Shawnee is developing a design guide to re-imagine a transportation vision for 75th Street. The study will focus on the following elements:

  • Improving bicycle and pedestrian connections
  • Enhancing bus stop facilities
  • Beautifying with new streetscape amenities
  • Exploring redevelopment opportunities

“If you’ve ever driven on 75th Street, please take the survey,” Malmborg said. “If you’ve ever driven on it, we want to know what you think about it. We want to know how you’d like to improve it.”

Paul Lindstrom, senior project engineer for Shawnee public works, said the 75th Street improvement project, roughly $2.3 million, is on the city’s list of capital improvement projects for the next 10 years. The city is also requesting funding from Johnson County’s County Assistance Road System program.

City staff will shape the planned 2020 project around those elements from the study, which is funded by a $60,000 grant from the Mid-America Regional Council.
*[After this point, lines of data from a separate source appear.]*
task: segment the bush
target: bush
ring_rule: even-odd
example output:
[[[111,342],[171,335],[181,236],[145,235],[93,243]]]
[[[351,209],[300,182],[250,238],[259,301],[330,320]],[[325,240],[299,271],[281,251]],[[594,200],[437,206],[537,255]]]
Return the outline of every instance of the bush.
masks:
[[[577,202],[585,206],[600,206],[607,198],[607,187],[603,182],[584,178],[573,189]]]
Malmborg said the community feedback will shape city staff’s recommendations for the corridor; those recommendations will be published this fall.

“Nothing that we’ve got on our survey is paved in gold or anything, so we’re not expecting anything we wouldn’t possibly be able to achieve,” Malmborg added. “We’re just hoping to find out what the community would like to see because we want to see more people liking the way that they’re driving and walking around town.”